Friday, September 9, 2011

Mommyland Part II, no thank you...


This post could condemn me to Mommy Hell, or maybe some of you will identify.  As I am typing, my son is taking his nap in front of his bedroom door, on the floor where he finally gave up his tantrum.  More on that later...

I went in for a sonogram on Wednesday.  I am being fitted for an IUD and they just wanted to take a look.  Well, I went in for birth control and came out with a lab slip for a pregnancy test.  Ironic?  Stranger things have happened.  My cousin went in for birth control after the birth of her first child and came out pregnant with twins.  God bless her.  She was blessed with the most patience out of all of us.  Clearly she was due it since God had this plan set for her life.  Now back to me...

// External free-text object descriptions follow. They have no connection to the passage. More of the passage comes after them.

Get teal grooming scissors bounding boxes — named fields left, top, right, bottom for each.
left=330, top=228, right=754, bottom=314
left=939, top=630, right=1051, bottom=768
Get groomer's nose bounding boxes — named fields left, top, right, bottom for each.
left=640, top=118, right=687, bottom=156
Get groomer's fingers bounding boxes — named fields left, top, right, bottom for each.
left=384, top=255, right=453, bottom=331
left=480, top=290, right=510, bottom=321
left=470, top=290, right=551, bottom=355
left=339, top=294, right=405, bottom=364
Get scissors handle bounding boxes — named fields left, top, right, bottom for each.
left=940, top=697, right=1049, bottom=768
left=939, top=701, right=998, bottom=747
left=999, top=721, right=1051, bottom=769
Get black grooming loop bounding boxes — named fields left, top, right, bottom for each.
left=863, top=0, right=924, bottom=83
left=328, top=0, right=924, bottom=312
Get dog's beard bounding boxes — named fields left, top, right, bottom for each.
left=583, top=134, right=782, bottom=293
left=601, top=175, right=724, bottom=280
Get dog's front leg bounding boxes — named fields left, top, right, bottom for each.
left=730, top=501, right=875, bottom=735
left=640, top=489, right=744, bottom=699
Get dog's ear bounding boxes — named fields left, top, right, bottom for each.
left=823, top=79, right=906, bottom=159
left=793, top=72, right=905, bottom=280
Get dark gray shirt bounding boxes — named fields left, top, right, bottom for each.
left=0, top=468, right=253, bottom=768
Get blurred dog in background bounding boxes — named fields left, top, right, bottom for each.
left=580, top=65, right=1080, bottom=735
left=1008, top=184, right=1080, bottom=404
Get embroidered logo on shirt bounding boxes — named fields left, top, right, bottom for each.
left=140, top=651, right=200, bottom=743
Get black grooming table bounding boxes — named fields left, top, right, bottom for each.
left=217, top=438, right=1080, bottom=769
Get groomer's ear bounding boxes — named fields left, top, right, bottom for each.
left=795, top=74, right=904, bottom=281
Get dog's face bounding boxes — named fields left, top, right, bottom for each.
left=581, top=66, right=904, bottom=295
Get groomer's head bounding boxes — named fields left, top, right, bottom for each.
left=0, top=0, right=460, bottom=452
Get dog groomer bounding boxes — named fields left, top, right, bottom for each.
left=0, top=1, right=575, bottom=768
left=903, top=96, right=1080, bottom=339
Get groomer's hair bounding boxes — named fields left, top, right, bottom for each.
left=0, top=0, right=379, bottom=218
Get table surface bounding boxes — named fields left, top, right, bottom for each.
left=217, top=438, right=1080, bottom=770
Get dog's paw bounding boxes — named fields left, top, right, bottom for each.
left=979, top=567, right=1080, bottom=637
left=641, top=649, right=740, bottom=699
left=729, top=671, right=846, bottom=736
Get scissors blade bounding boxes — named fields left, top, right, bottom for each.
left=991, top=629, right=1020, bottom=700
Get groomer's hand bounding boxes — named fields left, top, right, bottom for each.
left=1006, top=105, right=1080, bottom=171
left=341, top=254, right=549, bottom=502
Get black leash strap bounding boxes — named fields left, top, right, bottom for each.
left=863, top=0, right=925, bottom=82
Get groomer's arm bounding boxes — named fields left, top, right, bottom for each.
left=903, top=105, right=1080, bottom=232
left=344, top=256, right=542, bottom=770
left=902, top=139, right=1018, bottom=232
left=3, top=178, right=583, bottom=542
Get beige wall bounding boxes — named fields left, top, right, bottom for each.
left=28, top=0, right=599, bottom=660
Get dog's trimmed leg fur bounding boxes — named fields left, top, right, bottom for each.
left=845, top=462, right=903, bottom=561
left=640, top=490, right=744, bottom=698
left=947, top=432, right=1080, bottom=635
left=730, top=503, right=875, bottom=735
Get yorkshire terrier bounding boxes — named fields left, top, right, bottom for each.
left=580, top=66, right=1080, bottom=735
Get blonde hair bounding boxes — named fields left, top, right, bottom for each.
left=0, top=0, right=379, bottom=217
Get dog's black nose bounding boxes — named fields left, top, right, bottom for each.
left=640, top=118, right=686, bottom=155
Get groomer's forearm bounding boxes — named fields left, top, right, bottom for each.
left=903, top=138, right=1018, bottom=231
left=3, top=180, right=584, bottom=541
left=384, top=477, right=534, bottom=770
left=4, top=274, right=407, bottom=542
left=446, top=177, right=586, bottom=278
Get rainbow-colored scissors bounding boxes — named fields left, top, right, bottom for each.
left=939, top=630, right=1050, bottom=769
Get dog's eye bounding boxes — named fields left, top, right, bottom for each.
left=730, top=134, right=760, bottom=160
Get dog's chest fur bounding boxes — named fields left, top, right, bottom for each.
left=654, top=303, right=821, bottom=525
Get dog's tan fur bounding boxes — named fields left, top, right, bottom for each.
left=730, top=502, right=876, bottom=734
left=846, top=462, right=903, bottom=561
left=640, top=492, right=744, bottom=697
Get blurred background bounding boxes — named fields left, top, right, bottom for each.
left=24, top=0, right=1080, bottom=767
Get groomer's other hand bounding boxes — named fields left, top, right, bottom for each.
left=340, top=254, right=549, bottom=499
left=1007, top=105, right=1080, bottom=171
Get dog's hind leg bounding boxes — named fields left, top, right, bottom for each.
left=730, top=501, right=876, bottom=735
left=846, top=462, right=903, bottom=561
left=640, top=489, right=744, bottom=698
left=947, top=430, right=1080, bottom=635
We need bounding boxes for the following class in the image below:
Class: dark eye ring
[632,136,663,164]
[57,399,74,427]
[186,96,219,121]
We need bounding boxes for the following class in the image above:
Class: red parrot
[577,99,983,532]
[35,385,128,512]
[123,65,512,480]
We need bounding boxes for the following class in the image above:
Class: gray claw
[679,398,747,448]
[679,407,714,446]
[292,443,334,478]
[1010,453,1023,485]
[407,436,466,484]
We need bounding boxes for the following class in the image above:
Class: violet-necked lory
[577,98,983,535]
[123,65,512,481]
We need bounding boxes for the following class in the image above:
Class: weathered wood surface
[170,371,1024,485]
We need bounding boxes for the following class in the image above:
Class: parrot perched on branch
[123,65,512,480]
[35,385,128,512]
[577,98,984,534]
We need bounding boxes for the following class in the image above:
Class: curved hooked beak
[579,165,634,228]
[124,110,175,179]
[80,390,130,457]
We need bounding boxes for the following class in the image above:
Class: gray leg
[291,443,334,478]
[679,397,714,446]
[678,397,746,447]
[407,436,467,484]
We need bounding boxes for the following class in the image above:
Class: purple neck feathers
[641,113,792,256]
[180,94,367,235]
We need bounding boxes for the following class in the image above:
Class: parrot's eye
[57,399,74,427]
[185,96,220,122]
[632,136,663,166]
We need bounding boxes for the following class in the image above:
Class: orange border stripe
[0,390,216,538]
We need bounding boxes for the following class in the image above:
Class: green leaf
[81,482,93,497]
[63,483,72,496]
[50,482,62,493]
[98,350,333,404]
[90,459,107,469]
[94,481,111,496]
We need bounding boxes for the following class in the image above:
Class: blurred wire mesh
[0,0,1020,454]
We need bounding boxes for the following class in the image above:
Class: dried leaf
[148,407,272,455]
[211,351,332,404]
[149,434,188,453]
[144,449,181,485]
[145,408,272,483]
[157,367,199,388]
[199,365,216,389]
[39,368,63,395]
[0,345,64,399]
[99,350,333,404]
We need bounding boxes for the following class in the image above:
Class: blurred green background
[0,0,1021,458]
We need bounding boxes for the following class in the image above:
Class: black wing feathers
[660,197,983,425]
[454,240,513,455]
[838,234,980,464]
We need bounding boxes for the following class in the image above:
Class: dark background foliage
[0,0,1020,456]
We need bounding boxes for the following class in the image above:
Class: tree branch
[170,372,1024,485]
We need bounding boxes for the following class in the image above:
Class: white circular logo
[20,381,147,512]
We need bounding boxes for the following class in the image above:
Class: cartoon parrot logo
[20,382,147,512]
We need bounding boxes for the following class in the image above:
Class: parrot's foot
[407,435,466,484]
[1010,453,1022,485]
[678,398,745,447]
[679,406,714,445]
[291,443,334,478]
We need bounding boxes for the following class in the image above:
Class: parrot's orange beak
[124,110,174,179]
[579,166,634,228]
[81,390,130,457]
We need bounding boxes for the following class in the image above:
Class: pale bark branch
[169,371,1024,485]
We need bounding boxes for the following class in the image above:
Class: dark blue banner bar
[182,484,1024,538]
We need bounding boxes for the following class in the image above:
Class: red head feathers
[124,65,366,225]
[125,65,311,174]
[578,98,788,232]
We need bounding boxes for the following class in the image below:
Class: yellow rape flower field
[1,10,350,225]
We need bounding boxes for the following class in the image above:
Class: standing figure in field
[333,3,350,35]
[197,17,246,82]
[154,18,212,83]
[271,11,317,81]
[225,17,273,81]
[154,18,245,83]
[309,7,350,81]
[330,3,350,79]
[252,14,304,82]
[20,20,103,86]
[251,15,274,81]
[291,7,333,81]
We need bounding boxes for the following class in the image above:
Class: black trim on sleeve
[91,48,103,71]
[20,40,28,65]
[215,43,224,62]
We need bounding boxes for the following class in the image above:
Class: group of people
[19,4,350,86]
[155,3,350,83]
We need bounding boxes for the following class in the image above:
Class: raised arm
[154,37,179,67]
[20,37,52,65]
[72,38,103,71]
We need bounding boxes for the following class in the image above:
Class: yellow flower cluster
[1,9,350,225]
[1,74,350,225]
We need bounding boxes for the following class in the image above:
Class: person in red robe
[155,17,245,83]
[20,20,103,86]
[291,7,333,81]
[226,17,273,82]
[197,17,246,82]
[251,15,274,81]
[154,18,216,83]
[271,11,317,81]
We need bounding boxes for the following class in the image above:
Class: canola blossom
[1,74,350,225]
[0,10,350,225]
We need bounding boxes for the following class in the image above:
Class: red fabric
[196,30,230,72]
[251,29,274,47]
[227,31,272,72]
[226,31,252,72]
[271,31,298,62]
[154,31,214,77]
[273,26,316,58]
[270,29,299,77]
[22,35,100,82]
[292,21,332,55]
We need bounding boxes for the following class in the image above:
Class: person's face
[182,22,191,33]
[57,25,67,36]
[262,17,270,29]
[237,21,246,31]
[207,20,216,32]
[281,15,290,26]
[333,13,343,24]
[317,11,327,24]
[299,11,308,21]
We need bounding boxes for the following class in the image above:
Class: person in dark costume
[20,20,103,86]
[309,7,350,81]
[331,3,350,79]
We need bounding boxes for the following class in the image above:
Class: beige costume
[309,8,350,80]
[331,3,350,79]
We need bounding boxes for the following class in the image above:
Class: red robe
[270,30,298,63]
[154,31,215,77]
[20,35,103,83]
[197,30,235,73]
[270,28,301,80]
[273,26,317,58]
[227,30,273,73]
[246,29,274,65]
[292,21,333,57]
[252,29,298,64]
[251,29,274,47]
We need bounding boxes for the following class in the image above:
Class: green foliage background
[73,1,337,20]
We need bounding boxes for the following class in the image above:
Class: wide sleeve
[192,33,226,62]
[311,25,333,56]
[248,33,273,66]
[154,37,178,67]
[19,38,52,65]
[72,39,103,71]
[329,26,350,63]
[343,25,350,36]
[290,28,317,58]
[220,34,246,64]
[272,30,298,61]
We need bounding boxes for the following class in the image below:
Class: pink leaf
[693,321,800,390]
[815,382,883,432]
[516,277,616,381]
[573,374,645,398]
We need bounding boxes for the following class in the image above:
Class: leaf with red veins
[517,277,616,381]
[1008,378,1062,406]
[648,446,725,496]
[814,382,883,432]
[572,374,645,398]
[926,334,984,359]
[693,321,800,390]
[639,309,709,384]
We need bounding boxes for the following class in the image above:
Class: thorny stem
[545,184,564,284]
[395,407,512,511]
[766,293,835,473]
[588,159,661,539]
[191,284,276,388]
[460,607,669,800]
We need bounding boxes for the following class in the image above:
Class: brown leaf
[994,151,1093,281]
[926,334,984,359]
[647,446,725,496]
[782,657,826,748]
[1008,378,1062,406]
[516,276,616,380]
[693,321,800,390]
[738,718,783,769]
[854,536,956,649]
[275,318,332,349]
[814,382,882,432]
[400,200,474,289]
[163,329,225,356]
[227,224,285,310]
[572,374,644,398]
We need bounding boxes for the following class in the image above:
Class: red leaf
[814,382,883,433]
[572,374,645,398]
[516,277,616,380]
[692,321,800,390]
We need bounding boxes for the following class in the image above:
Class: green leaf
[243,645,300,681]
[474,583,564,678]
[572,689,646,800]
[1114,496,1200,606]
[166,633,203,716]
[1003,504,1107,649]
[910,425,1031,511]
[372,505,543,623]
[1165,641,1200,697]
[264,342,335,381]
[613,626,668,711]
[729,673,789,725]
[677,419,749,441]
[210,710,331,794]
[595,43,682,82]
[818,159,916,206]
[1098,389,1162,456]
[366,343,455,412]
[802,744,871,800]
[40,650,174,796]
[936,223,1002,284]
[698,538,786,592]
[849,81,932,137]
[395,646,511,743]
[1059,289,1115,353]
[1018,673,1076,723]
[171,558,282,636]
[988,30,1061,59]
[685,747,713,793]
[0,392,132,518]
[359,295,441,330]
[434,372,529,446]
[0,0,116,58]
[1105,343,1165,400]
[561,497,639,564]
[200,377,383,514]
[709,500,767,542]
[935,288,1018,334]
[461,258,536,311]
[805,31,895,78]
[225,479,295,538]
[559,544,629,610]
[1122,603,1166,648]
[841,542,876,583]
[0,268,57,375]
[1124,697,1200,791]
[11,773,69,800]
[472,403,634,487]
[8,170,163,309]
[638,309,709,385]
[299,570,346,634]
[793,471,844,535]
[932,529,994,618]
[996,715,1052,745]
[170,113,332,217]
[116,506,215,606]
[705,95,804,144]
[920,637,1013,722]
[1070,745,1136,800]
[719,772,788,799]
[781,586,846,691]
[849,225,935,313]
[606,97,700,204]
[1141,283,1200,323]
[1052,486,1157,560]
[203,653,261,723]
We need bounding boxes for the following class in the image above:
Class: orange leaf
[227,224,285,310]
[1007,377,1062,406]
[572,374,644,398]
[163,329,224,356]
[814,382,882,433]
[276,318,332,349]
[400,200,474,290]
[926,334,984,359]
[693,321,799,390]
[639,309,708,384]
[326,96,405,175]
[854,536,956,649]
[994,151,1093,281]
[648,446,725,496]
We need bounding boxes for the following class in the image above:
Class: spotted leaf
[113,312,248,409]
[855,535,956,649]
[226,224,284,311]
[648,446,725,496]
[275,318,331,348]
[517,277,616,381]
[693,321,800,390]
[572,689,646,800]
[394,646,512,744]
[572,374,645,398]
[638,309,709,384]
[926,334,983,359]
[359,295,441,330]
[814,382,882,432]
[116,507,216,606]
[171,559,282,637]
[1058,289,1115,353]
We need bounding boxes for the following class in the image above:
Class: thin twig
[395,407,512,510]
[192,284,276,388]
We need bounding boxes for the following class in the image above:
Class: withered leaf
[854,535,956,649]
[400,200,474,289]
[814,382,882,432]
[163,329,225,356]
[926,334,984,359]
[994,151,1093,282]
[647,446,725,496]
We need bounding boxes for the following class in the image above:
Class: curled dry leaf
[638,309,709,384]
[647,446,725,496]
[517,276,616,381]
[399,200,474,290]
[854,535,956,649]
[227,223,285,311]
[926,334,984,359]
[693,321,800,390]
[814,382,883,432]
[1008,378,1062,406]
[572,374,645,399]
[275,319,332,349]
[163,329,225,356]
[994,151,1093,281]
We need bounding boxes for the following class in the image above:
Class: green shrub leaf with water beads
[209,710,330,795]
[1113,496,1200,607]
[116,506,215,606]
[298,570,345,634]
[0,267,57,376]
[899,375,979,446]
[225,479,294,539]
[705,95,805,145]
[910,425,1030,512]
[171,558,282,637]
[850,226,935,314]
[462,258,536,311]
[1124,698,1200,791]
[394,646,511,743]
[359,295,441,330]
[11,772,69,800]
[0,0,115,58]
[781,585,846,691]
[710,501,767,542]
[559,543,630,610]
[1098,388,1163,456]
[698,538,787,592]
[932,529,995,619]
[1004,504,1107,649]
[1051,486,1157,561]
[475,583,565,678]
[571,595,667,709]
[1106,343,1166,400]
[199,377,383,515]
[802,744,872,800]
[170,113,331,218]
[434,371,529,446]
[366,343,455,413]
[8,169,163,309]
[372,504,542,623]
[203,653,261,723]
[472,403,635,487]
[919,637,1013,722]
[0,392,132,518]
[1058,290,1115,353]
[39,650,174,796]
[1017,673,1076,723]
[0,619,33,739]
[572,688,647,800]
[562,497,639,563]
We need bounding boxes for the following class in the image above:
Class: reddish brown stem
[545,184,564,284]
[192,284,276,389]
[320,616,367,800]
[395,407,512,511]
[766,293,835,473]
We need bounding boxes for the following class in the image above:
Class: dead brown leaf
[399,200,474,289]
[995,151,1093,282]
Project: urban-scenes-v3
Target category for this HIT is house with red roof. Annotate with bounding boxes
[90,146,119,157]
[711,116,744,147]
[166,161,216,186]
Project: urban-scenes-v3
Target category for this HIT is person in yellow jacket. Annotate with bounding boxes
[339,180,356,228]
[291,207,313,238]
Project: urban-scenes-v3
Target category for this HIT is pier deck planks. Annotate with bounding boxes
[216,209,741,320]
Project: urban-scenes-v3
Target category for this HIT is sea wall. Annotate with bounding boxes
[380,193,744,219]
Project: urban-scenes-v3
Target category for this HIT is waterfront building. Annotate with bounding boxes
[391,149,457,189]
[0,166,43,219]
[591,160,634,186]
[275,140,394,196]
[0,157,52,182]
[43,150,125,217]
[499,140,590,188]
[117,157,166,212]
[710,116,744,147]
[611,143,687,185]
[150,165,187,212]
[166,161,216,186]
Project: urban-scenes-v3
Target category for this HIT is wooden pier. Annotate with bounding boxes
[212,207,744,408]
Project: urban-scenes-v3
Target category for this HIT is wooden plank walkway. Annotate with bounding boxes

Anyway, I got the results today and it was negative.  You would think with my history of infertility this would make me sad.  But I am actually happy.  I am ready to be active again and plan adventurous outings for my myself, me and my husband, and some for the three of us as a family.  My son is getting older and his abilities to participate in things like team sports are increasing.  I don't want to start all over. 

Okay, those of you that want to condemn me to mommy-hell, go right ahead.  Having another child might be what is best for you, but I don't think it is what is best for me.  Here are some more reasons why:

I didn't like children before I had them.  Okay, maybe that is too harsh. I was intimidated by children.  I still am.  Especially other peoples' children.  They are these tiny little things who have a sinister way of getting things when they want them.

I don't have much patience.  I have very bad heart health history in my family.  I have always had low blood pressure...until WA entered the world of the Terrible Twos.  I mean, he struck that shit with a vengeance.  My sister called him "Chill Will" for the first year of his life.  He was always quiet, observant, well behaved.  I thought, "wow, I am so lucky".  Those days are gone.  He is a destructive, violent, smart-mouthed, tantrum throwing boy.  At night I am so spent I cant even read a book or watch a movie anymore.  I'm asleep by 10pm at the latest.  I want to pull my hair out.  He fights me on everything from dinner to naps.  I finally walked away from the daily nap battle today.  Which is why he is sleeping in the doorway of his room where right before he fell asleep he was screaming and kicking the living shit out of the baby gate.  I felt like smoke was going to come out of my ears, which is why I just walked out and into my room to start working on this blog entry.  If it weren't for this blog and my daily gym visits, I would be guzzling wine and smoking a ton of cigarettes while running down the street screeching and bald-headed.

I am ready to get back just 10% of the "me" before marriage and children.  There were so many things I loved to do that were healthy and active and fun.  I want to be able to do those things again, if only to keep me mentally healthy and sane.  My husband and I are due some couple time after 12 long years together.  We spent 5 years on the infertility roller coaster and another one on the adoption train.  Those two things can test a marriage just like an affair or finances.  Trust me.

Still, when WA calls me "mommy", or plants a random kiss on my cheek or comes and sits in my lap to snuggle, I seem to forget all of those tantrums, body slams, and face slaps.

I just don't want to go through it again.  the Terrible Twos, I mean.  I am satisfied with my life and with WA.  He brings me enough joy.  I cant say that I didn't walk into my guest room yesterday afternoon and wonder how I would set up a new nursery, but my life is so full that a negative pregnancy test doesn't matter nearly as much as it used to.  And I really don't want to spend months agonizing over wether or not the pregnancy will stick.  Suffering a miscarriage is devastating in itself.  I've had two. 

I know how lucky I am with WA, please don't misunderstand me.  I was in a very dark childless place for a long time.  I am thankful God blessed me with him, but I just know he is all I can handle.  I don't know how all of you with 2+ children do it, but I will eternally admire you!

Besides, I need God to bless my friend "E" with a little angel.  I don't need another one.

Happy Mommyhood!

Mallorie

1 comment:

  1. Your words are very honest (as always) and pure. No condemnation here. This is great confirmation that you are where you are supposed to be in life and with your family. I can totally relate. I'm ok that all my baby items went to help pay for Blake's mission trip to Ireland, and I don't have a boy. I'm not so sure I was meant for more. And I've got peace with that. It feels good. :) Love you!!